If an insert needs to be attached to a backbone (vector) containing a selectable marker, a ligation is used. Insert and backbone will need to have compatible sticky ends prepared from the preparative digest. Ligase, Ligase buffer, correct conditions are used in the process to catalyse this reaction.


Similar to a minipreparation, the maximpreparation is used to purify DNA. The maxipreparation, however, produces more pure and higher concentrations of DNA.

Mammalian Lab Experiments And Procedures

Zeocin Kill Curve

Before doing a transfection experiment, it is important to determine the concentration of selection reagent required for efficient selection. For this, we growed HeLa cells in various concentrations of Zeocin - 0 nM, 50 nM, 100 nM, 250 nM, 500 nM and 1000 nM. We conducted the kill curve in a 6-well plate. A T25 flask of HeLa is split in 10 ml medium. Each well is filled with 1 ml of cells. Incubation is carried out at 37C overnight to allow cells to attach before adding inhibitor (Zeocin). Medium is removed and replaced with 2 ml of DMEM + Glu + FBS + Zeocin. Confluency of cells is observed in each well every day for 5 days. Viability can be assessed using a Vicell machine, which stains dead cells blue.

HeLa Growth Curve

We conducted a growth curve for HeLa cells in a 6-well plate. A T25 flask of HeLa is split in 10 ml medium. Each well is filled with 1 ml of cells. Incubation is carried out at 37C overnight. Medium is removed and replaced with 2 ml of DMEM + Glu + FBS. Confluency of cells is observed in each well every day for 5 days.


Hela cell culture (0.1x106 cells/ml) was seeded in four 6-well plates 24 hours prior to transfection to attain 70% confluency. When cells reached 70% confluency they were transfected. Control flasks are transfected with only plasmid backbone pSB1C3.

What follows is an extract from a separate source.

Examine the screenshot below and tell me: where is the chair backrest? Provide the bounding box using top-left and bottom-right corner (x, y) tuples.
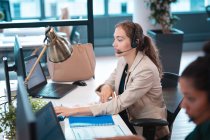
(161, 72), (183, 134)
(130, 72), (183, 140)
(206, 5), (210, 17)
(70, 26), (80, 44)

5ug of BBa_K1018001 plasmid DNA (12.5ul of a 401 ng/ul stock) was added to 5ml of DMEM supplemented with 2mM L-glutamine only in a 15ml falcon tube. The solution was vortexed briefly and incubated at room temperature for 5 minutes. 20ml of a 1mg/ml branched 25KDa polyethylenimine (or SuperFect) was added to the solution before vortexing briefly and a further 5-minute incubation at room temperature.

The media in the cell culture flasks was aspirated and replaced with the transfection solution and cells were returned to incubation conditions. Control flasks were treated with 5ml DMEM supplemented with 2mM L-glutamine and 20ml of branched PEI (or SuperFect) as above.

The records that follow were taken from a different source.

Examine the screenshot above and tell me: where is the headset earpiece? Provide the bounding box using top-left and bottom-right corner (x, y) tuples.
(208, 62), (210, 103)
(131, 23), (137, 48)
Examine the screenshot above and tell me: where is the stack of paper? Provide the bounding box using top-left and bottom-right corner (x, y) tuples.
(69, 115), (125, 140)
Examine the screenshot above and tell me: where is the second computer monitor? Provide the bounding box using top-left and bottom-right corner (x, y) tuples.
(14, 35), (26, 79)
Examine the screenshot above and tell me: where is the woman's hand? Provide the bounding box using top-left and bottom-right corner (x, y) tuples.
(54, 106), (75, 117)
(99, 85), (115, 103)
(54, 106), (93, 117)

After 24 hours the media was replaced with DMEM supplemented with 10% FCS, 1% PenStrep antibiotic, 2mM L-Glutamine and 150mg/ml Zeocin.

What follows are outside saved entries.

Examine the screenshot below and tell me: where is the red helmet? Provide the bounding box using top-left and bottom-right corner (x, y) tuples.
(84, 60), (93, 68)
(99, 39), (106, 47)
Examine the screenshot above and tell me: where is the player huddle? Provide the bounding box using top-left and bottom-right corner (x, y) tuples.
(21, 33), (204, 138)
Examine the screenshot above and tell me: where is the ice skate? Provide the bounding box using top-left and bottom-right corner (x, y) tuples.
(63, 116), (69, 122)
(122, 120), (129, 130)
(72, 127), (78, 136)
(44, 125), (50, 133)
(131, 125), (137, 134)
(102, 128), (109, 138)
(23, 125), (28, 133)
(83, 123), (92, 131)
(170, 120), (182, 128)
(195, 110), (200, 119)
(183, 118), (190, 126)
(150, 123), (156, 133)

Medium is removed and replaced with 2 ml of DMEM + Glu + FCS + Zeocin. Confluency of cells is observed in each well every day for 5 days.

Amyloid Degradation Assay

The 42-amino acid peptide (Aβ1-42), the predominant peptide length found in senile plaques, has a remarkable propensity to aggregate at high concentrations to form a β-pleated sheet structure. While plaques and amyloid fibrils have been viewed by some as resistant to proteolytic degradation, it is possible that certain proteases, such as MMP-9 may contribute to endogenous mechanisms leading to plaque clearance. Our assay, inspired by Yan et al., demonstrates our BioBrick's capability to do this.

Congo Red Assay

The birefringence version of this assay was originally developed to study amyloid in vivo but has since been expanded into frequent in vitro use. It depends on the birefringence of amyloid; an optical property of a material that has a refractive index dependent on the polarisation and propagation of light (i.e. orientation differences within the molecule in question), meaning that there is a double refraction of light. Many materials can be birefringent, including phosphate buffer, and this assay is subjective, so a known fibrillar material needs to be used as a control. The spectroscopic version of this assay is less subjective and less prone to misinterpretation, and involves recording absorbance spectrums.